In relativistic QFT, this cannot be a process in time. The unstable initial state does not exist at all: An unstable ground state is impossible in relativistic QFT at temperature T=0 (i.e., the textbook theory in which scattering calculations are done) since it would be a tachyonic state with imaginary mass, while the Kallen-Lehmann formulas require $m^2\ge 0$. (In particular, supercooling the symmetric phase down until $T=0$ is impossible.)

The unstable state can be defined only with a cutoff, but diverges into meaninglessness as the cutoff is removed. After renormalization, only the state of broken symmetry makes sense. All these are equivalent, so describe exactly the same physics. The ground state is equally described by any of these - they all produce equivalent physics. (Whenever a gauge symmetry is broken, the symmetry is reflected in the broken phase by the impossibility to distinguish between the different broken symmetry ground states. These form a single orbit under the gauge group, and hence any choice of gauge is equally valid.)

In the bending of a bar under a sufficiently strong longitudinal force - which bends in a random direction determined by the unmodeled details in the bar, the surrounding is fixed, hence the direction makes a physical difference. But the standard model doesn't float in a fixed ether - so there is nothing at all which could describe the difference between the various ground states. This means that the person doing explicit computations can choose the symmetry-breaking direction arbitrarily, for convenience, which is what is indeed done in the textbooks.

If the QFT is described by causal perturbation theory (the conceptually most - though not fully - rigorous construction), one never sees the unbroken symmetry.
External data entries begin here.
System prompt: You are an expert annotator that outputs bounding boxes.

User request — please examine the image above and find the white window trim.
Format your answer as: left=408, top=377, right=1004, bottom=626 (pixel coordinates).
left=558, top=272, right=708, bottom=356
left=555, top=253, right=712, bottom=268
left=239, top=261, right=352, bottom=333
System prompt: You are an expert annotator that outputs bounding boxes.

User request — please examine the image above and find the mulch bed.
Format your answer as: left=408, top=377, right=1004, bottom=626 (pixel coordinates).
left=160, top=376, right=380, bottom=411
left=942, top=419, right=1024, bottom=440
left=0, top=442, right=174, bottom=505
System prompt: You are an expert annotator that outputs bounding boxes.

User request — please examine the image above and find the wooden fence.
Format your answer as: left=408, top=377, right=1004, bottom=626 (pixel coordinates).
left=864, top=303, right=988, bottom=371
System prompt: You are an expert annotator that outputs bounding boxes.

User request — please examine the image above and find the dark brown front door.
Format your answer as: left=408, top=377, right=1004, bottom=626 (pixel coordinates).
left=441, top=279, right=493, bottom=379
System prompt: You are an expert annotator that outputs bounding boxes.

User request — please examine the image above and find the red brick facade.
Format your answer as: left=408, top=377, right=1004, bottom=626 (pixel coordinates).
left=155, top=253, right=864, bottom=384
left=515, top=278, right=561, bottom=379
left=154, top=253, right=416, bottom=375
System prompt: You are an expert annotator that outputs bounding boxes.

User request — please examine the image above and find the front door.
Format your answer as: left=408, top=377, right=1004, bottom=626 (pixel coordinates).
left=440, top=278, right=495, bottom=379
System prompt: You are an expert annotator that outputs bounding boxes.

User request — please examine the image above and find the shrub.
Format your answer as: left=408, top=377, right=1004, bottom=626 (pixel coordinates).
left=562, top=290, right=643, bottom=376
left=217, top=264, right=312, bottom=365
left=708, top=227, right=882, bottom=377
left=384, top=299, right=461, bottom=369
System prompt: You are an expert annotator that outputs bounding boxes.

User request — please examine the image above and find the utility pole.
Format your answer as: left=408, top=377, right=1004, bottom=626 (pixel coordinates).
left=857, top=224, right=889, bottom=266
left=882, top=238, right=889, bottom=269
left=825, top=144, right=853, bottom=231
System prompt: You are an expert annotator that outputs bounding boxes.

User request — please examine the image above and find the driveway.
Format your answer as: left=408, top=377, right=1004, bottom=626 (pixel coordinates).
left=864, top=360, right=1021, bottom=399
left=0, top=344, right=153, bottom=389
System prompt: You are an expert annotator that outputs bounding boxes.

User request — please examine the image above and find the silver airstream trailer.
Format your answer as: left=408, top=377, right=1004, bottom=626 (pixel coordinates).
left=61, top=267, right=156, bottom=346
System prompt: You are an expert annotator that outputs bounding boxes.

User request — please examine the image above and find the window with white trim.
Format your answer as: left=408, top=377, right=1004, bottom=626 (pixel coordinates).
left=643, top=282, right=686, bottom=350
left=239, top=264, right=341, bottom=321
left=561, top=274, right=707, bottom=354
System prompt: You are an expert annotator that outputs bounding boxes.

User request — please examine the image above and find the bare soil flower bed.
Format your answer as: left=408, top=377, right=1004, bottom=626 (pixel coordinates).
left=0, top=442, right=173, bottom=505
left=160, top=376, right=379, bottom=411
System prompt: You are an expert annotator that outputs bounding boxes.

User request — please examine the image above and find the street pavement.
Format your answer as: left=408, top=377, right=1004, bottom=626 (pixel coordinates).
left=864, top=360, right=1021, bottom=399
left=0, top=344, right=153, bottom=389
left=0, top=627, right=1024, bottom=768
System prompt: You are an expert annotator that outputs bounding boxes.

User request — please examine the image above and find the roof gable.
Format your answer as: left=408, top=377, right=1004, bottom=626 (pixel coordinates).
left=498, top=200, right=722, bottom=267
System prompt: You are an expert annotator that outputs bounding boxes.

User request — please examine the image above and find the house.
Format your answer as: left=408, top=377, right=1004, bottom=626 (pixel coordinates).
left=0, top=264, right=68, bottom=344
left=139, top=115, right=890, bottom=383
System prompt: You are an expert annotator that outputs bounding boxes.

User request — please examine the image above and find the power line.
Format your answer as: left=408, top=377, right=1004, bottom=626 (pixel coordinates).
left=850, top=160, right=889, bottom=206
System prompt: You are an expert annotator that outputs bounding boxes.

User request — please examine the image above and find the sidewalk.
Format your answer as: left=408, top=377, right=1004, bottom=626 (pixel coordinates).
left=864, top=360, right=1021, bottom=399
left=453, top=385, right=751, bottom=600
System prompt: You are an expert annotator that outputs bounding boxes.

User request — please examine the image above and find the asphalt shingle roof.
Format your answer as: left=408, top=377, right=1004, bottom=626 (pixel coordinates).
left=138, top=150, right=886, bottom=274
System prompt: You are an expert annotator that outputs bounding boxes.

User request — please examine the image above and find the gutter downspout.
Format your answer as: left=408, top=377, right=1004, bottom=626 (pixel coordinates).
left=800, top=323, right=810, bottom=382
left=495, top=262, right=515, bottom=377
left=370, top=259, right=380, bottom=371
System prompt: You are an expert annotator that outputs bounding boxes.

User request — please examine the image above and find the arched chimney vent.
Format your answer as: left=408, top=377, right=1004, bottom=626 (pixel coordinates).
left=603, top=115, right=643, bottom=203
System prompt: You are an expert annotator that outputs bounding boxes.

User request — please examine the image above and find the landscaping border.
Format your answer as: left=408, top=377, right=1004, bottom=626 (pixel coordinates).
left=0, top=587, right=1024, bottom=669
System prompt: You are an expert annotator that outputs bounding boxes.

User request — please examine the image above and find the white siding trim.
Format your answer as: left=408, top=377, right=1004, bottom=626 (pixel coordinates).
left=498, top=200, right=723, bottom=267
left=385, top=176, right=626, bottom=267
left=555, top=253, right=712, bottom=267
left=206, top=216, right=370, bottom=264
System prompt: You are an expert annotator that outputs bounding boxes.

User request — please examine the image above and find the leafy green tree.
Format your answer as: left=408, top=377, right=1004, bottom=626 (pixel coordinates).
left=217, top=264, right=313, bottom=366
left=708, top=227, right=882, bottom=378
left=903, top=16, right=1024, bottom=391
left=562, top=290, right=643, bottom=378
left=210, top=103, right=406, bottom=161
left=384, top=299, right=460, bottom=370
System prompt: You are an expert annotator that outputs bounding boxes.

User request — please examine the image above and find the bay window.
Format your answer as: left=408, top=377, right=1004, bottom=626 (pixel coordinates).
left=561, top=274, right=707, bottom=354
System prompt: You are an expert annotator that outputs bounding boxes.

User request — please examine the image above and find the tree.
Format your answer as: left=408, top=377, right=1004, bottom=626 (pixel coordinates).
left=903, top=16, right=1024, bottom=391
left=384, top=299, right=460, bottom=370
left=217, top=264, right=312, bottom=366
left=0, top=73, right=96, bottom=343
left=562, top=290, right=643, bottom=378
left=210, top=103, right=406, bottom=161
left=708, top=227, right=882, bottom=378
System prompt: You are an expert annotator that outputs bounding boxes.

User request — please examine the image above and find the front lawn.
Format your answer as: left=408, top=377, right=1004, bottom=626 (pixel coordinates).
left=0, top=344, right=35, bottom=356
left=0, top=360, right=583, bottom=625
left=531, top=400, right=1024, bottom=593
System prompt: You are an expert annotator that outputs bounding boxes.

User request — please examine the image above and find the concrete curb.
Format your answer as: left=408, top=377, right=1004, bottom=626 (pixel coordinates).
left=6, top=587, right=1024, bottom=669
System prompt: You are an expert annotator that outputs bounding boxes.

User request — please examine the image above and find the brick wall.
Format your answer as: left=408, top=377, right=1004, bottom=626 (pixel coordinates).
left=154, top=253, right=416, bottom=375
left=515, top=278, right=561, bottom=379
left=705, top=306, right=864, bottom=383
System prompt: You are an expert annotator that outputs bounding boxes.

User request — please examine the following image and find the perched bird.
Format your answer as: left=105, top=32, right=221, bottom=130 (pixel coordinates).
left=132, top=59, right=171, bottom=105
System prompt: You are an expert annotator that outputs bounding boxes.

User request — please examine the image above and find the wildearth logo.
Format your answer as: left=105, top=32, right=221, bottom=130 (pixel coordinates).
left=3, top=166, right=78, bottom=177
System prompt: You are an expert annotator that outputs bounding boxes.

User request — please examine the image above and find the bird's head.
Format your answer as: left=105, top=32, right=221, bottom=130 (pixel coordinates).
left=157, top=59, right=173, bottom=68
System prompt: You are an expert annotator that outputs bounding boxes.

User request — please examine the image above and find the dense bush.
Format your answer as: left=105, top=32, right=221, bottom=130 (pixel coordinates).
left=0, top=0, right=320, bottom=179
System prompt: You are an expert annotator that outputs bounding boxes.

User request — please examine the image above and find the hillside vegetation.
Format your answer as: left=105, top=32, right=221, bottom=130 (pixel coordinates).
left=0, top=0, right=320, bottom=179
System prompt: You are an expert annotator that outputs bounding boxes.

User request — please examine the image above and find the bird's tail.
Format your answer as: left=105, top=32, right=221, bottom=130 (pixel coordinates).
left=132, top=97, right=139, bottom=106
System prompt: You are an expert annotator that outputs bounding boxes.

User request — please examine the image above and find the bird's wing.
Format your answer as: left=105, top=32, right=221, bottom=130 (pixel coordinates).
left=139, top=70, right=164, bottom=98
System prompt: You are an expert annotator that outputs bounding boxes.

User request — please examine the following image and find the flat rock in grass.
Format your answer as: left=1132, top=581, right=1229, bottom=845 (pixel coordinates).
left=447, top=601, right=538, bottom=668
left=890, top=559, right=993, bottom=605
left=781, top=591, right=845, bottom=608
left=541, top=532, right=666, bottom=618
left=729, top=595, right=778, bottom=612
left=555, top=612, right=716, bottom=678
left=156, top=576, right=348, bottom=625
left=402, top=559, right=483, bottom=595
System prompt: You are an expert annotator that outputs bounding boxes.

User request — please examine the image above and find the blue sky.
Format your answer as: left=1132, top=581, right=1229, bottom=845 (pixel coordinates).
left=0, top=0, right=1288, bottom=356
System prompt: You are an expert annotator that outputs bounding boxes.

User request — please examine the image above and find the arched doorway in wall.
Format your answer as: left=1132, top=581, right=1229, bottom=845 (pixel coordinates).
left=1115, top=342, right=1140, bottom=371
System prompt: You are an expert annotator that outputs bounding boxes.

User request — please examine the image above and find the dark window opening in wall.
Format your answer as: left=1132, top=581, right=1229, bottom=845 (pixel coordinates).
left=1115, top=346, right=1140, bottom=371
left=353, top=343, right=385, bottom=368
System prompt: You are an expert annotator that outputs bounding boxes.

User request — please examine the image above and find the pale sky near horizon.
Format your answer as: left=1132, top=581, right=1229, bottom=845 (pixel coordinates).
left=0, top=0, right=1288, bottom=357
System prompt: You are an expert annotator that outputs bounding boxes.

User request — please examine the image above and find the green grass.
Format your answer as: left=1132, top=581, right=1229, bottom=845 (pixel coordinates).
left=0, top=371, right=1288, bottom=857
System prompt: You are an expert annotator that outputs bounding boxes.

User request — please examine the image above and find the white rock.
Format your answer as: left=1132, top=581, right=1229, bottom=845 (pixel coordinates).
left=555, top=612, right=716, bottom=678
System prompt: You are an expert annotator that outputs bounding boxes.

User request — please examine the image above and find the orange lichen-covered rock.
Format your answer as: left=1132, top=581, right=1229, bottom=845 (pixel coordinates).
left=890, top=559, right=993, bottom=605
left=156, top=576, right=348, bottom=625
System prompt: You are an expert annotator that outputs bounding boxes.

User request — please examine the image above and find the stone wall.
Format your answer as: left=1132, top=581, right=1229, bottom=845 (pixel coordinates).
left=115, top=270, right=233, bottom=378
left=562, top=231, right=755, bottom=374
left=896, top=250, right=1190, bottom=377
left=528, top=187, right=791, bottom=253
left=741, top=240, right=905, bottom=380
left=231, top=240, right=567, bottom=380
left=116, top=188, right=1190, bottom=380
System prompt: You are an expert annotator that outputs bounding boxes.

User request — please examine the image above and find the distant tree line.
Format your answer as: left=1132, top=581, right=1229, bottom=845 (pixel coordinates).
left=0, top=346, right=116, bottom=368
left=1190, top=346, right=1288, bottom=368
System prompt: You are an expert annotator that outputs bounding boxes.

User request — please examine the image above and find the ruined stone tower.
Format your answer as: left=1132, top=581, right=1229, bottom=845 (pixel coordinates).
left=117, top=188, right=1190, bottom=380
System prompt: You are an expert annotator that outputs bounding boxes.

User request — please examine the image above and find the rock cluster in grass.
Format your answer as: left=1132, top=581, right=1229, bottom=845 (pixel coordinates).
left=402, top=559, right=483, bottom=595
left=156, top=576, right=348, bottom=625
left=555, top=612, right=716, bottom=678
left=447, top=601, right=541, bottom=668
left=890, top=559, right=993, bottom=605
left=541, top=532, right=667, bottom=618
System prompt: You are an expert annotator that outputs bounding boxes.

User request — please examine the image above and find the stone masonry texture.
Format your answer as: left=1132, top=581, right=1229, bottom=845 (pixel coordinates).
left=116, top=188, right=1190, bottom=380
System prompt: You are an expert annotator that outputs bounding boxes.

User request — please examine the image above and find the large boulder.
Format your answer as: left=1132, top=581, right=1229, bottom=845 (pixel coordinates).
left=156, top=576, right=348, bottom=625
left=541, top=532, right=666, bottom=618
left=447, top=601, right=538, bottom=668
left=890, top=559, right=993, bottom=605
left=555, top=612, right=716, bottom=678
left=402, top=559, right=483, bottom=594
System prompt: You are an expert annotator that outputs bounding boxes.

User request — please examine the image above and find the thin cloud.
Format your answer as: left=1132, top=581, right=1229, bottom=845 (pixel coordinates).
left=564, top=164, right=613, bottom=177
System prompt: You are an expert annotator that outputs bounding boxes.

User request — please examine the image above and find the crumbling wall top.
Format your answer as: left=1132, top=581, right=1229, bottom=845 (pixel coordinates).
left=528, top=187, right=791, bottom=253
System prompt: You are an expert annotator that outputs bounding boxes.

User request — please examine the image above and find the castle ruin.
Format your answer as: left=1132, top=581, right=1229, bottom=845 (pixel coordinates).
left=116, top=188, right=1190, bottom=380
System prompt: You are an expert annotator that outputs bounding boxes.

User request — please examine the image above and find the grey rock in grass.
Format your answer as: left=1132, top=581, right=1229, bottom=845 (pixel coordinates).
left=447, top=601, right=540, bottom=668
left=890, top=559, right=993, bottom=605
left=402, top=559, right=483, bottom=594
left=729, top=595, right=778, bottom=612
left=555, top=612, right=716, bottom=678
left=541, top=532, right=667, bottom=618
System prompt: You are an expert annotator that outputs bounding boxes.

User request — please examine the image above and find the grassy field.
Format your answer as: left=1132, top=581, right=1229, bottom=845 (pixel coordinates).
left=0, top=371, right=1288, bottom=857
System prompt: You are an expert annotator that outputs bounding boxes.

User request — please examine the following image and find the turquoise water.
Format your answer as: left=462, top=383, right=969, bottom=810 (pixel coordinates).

At sufficiently high temperature $T$, the symmetry may sometimes be restored - but the particle interpretation is then quite different as we have instead only quasiparticles. In this case, lowering the temperature below the phase transition temperature $T_c$ breaks the symmetry, and essentially the same happens as in the case of a superconductor - the nature of the quasiparticles changes at the phase transition.

Dynamically, what happens when the temperature drops slightly below $T_c$ the physical state moves away from the previously stable and now unstable symmetric ground state to move towards the just barely emerged ring of (equivalent and indistinguishable) new ground states with broken symmetry. While it is moving it is out of [local] equilibrium and hence not easily described - in the equilibrium formulation this is visible as a discontinuity in the response functions. Once [local] equilibrium is recovered at a new broken symmetry ground state, the changes when lowering the temperature further are smooth again, as the ring of global minimizers changes smoothly. In the limit of zero temperature, it will have converged to the textbook theory with broken symmetry.